I successfully completed my Google Summer of Code project last week. It has been an enriching journey and I am both delighted and saddened upon the conclusion. My project started of as creating a dashboard for TCIA but ended up being much bigger: A Data Visualization Engine.
The initial few weeks were spent mainly on prototyping and running benchmark tests to push dc.js and crossfilter to their limits. We soon realized that dc.js approach of doing everything: loading, filtering and rendering on the client side would not work for the scales of data that we needed. We shifted the loading and filtering part to the server and created a communication mechanism using AJAX.

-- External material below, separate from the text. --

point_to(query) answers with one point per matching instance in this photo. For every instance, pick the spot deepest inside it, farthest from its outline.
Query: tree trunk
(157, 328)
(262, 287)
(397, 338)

The biggest challenges we faced were
- Handling the large scale of the data. Our system can handle millions of records having 15-20 attributes. We are trying to handle further larger datasets
- Making the system generic enough to be easily configured to handle any sorts of data. An author needs to configure only 4 files namely: dataSource.json, dataDescription.json, interactiveFilters.json, visualization.json to create his/her own dashboard.
My mentor was Ashish Sharma, who is an assistant professor at Emory University. It was an amazing experience to work with him. We talked every week using Google hangouts. We'd often use the drawing tools, especially during the early stages, to develop prototypes.
We are hoping to extend the project and submit research papers on the how the system can be used as a generic visualization engine to visualize multivariate data.